The sweet spot, Slome said, is between ages 55 and 62. "If you plan later than that, there's a very good chance that you will not have qualified," he said. "Seventy percent of 80-year-olds that submit an application are denied."
Experience as Caregivers
Emily Sneddon, a partner at the Little Rock law firm of Mitchell Blackstock Ivers & Sneddon, said her experience as a caregiver for her parents influenced her decision to purchase a long-term care policy. In that way, she is typical.
"When I spoke with my insurance agent about purchasing long-term care insurance, he told me the majority of his clients who inquired about this were middle-aged people who had been caregivers for their elderly parents," Sneddon said.
Sneddon began shopping for long-term care by acquiring information from the Arkansas Insurance Department. "I decided I wanted to go with a company that wrote a whole lot of other insurance business," she said. "A company with a lot of assets, because when all the baby boomers start making claims on this policy, it's going to be huge. I wanted a company that had the assets to be able to pay this."
Sneddon purchased her policy from State Farm, where she also has other kinds of insurance.
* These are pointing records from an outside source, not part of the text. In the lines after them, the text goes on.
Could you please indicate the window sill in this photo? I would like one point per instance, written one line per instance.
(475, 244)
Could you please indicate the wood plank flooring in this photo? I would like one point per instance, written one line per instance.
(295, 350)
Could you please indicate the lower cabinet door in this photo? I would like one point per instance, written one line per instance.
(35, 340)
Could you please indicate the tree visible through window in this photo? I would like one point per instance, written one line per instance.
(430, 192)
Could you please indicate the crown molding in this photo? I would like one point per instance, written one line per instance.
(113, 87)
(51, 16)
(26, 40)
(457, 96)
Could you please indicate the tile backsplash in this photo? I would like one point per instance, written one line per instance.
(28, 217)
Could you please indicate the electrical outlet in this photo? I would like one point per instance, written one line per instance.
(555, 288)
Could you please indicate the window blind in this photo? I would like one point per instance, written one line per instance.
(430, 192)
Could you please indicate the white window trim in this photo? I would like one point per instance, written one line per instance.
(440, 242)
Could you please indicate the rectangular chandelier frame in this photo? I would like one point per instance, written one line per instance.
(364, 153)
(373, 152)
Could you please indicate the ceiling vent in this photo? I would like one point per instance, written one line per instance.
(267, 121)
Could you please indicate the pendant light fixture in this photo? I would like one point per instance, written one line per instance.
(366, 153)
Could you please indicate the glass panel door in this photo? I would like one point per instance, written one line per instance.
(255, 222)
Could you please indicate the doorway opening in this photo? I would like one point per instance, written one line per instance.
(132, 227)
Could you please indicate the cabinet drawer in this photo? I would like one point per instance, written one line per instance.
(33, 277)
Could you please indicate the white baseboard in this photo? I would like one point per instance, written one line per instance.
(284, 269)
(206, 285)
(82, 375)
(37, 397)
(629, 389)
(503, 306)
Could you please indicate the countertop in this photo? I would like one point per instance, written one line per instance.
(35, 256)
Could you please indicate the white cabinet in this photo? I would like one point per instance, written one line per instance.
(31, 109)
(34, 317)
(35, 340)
After exploring the different kinds of provisions, such as inflation protection or a steady rate, Sneddon purchased a policy that will hold some value even if she stops paying for it, but can only be used for long-term care. "My thinking on this was, I'll go ahead and get this policy and pay on it while I'm working. It accrues a maximum worth of benefits. If I quit working, my income goes down and I quit paying for it, I'll still have a certain amount of money solely for long-term care. If I never need long-term care, then the money is gone."
Long-term care policies have a reputation as somewhat of a luxury item, and Sneddon said she thought it would be difficult for most people to afford long-term care insurance. Honey, however, thinks that they're aimed at a middle-class individual.
"If you're a low-income individual with very few assets, you would probably qualify for Medicaid if you needed long-term care," he said. "If you're a very wealthy individual you should be in a situation where you would be able to self-fund a situation where you would need long-term care. I think these are kind of a midrange type of product."
Honey cited his mother, a retired teacher, who purchased a long-term care insurance policy in her early 60s. A few years later her financial situation improved to the point where she decided to let her policy lapse and cover any long-term care needs that she might have out of her personal finances.
Slome said that while a person with little or no savings would have to depend on Medicaid, those with more income can make a personal choice. "If you have some savings, $150,000 to $200,000 or more, then you really need to look at some modest coverage," he said. Millionaires, on the other hand, can choose whether they want to purchase a policy or pay out of personal finances if the need arises.
"The thing I tell people," he said, "is that some coverage is better than no coverage. You should approach the purchase of long-term care insurance the same way you approach other insurance protection."